In her letter, Mary reveals that she is working on her life story. Essentially, she and Junior are now working on different versions of the same project: each sibling is writing about their life. Their parallel writing projects calls to mind Mr. P’s apology earlier in the book about how he failed Mary, and it suggests that Mary is following a similar path to Junior, only years later. She sends a photo of her new trailer home, which Junior reinterprets as a cartoon, editorializing with the not-so-generous comment that it resembles a TV tray. His cartoon serves as a reminder that nearly everything in the book is being seen and modulated through Junior’s lens.
“Reindeer Games” introduces basketball as a more prominent motif in the book. The basketball team becomes its own community, or “tribe” as Junior later asserts, with Coach as the leader. By joining the team, Junior further integrates into the Reardan community and further distances himself from his Indian community, who view his joining the team as further betrayal. Metaphorically, Junior’s joining the Reardan basketball team might be seen as joining a different team in the “game of life.” The Reardan basketball team is stronger, faster, and more powerful than the Wellpinit team, a metaphor for the White world’s predominance and power over the Indian world.
Rowdy knocks Junior unconscious during the game and receives a technical foul for doing so, suggesting that he did so purposefully. The moment seems to be in direct conversation with Junior’s beating on Halloween, where he notes that his assaulters didn’t want to send him to the hospital, and he suspects Rowdy would never hurt him. In actuality, Rowdy is the one to send Junior to the hospital, and it seems that he does want to hurt Junior. That Junior and Coach bond over “stories” is significant; after all, Junior is a storyteller, and stories are what help him create his strong bonds with Rowdy and Gordy. Junior’s father is also a storyteller, often telling Junior stories to make a point (he tells one about Junior’s mother helping him reach the water fountain, for example, in order to encourage Junior to join the basketball team). Junior’s insistence on not repeating his Coach’s stories is a curious one, and it suggests that he and his Coach had meaningful conversations too important to recount.
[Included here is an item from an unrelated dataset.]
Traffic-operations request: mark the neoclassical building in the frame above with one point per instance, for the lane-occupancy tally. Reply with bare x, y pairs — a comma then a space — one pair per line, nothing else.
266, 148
“A Partridge in a Pear Tree” marks the lowest point in Junior’s relationship with his father. The pressure to provide a magnificent Christmas while living in poverty takes its toll on Junior’s father, and he self-destructively drinks to cope. Junior’s father’s bender comes on the heels of Coach’s kindness and steadfastness in the hospital, contrasting the two characters. The brevity of the chapter emphasizes its painfulness, as though Junior doesn’t want to fully analyze and convey the pain of his father’s alcoholism. His father’s last five dollars in his cowboy boot is at once “beautiful and ugly:” beautiful that his father saved the money, but ugly he had to save it all, ugly he was drunk for a week. “Beautiful and ugly” is a paradox that might be applied to many things in the novel: the reservation, Junior’s father and his relationship with alcoholism, Junior’s relationship with Rowdy, Junior’s experience at Reardan.